Key NFT trends for 2023
There are quite a few trends in the space. Here are a few to watch out for over the next few years.
- NFT lending. This is a relatively new approach to issuing and receiving loans. The basic idea is the borrower deposits an NFT as collateral and receives cryptocurrency in return. When the credit obligations are repaid, the NFT is returned to its owner. There are already quite a few platforms in the DeFi space offering this lending method, such as stater.co.

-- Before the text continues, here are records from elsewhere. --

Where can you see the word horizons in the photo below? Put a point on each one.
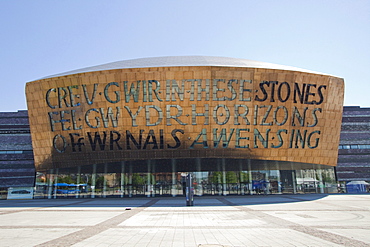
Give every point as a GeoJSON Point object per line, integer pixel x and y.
{"type": "Point", "coordinates": [75, 107]}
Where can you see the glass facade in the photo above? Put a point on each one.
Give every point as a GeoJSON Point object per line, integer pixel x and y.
{"type": "Point", "coordinates": [167, 178]}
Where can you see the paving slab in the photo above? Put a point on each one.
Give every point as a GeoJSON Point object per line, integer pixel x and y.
{"type": "Point", "coordinates": [273, 220]}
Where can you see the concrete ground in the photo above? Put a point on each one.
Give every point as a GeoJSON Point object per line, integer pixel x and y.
{"type": "Point", "coordinates": [274, 220]}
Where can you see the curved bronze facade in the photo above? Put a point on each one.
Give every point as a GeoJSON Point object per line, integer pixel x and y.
{"type": "Point", "coordinates": [185, 112]}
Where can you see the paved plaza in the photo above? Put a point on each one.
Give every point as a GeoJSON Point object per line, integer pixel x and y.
{"type": "Point", "coordinates": [273, 220]}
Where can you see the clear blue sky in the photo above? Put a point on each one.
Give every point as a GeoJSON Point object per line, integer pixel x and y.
{"type": "Point", "coordinates": [41, 38]}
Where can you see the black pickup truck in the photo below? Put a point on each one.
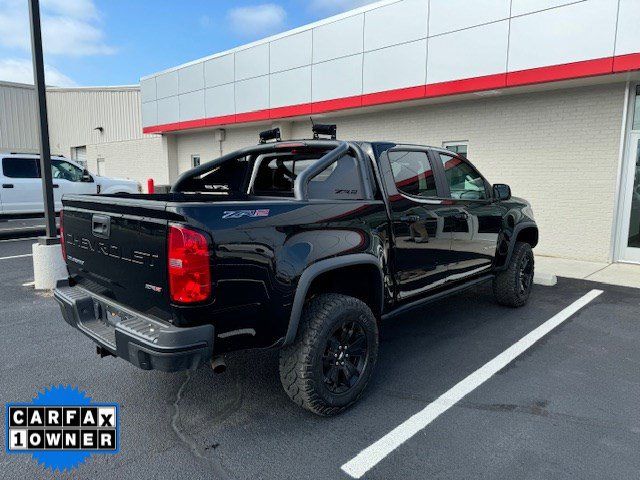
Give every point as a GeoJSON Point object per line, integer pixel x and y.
{"type": "Point", "coordinates": [298, 245]}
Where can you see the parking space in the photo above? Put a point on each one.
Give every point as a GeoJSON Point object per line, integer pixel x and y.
{"type": "Point", "coordinates": [565, 408]}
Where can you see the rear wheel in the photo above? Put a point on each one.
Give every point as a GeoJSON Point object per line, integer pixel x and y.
{"type": "Point", "coordinates": [332, 359]}
{"type": "Point", "coordinates": [512, 286]}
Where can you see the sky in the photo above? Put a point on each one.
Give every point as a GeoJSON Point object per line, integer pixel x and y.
{"type": "Point", "coordinates": [115, 42]}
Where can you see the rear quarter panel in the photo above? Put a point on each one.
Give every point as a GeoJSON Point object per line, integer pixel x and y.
{"type": "Point", "coordinates": [261, 251]}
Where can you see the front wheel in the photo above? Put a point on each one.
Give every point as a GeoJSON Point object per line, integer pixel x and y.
{"type": "Point", "coordinates": [329, 365]}
{"type": "Point", "coordinates": [512, 286]}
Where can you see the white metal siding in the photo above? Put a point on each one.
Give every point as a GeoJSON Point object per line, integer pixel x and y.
{"type": "Point", "coordinates": [436, 41]}
{"type": "Point", "coordinates": [18, 118]}
{"type": "Point", "coordinates": [74, 115]}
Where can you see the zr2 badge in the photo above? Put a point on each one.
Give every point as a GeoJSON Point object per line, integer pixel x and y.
{"type": "Point", "coordinates": [264, 212]}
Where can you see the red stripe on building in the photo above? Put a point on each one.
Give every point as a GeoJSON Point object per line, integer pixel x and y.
{"type": "Point", "coordinates": [567, 71]}
{"type": "Point", "coordinates": [625, 63]}
{"type": "Point", "coordinates": [337, 104]}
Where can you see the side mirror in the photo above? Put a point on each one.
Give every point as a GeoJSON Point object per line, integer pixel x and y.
{"type": "Point", "coordinates": [501, 191]}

- NFT games. As non-fungible tokens become increasingly popular, gamers have begun to see their potential in video games. All kinds of in-game items can be minted as tokens, such as avatars, weapons and clothing, as well as bonus points and new levels. Players who earn a rare NFT in a game can sell it for a profit and make good money doing it.
- NFT tickets are another trend in the world of non-fungible tokens. Event organizers could, for example, create a limited number of NFTs and hold an auction where those wishing to attend the event can bid on tokenized tickets. The Welook and radario platforms allow users to create NFT versions of tickets.
- Digital twin NFTs allow you to reproduce any product or service using virtual reality and modelling tools. Using these technologies, creators can make a digital copy of real goods and services. For example, major companies like Nike, Adidas and Gucci have released virtual sneakers that anyone can buy and wear in the metaverse.
- iNFTs, or “intelligent NFTs”, are a trend that first emerged in 2022 and involve the integration of NFTs with AI. Alethea AI is an “intelligent metaverse” company working on the development of AI technologies. It is seeking to create an entirely new class of smart assets with AI-powered personalities, which can grow and evolve based on the data they receive. The company has already created the smart NFT Alice, which has powerful self-training capabilities.
- The latest trends in NFT art are metaverse galleries and auction houses. The galleries allow artists to digitally display their creations in the metaverse, while auction houses are also on the rise, allowing participants to compete for the right to become the sole owner of a unique token.
- NFTs also have a role to play in the real estate sector. Non-fungible tokens could solve the industry’s biggest issue – proof of ownership and transfer of assets. This is because NFTs allow parties to confirm ownership in a matter of minutes.
An NFT is a unique token tied to a specific object, confirming that its owner has certain rights to the object in question.
Non-fungible tokens operate using blockchain technology and smart contracts. NFTs only exist in a single copy, and they allow anybody to view their history and find out who owns them.
Today, the technology is most popular in art, video gaming, and collecting.
Anyone can create, sell or buy NFTs. All you need is a crypto wallet and a digital file that can be “sewn” into the non-fungible token.
People are able to make money with NFTs thanks in large part to their uniqueness and potential for price growth.
Trends over the last few years show that NFTs are increasingly penetrating into all areas of life.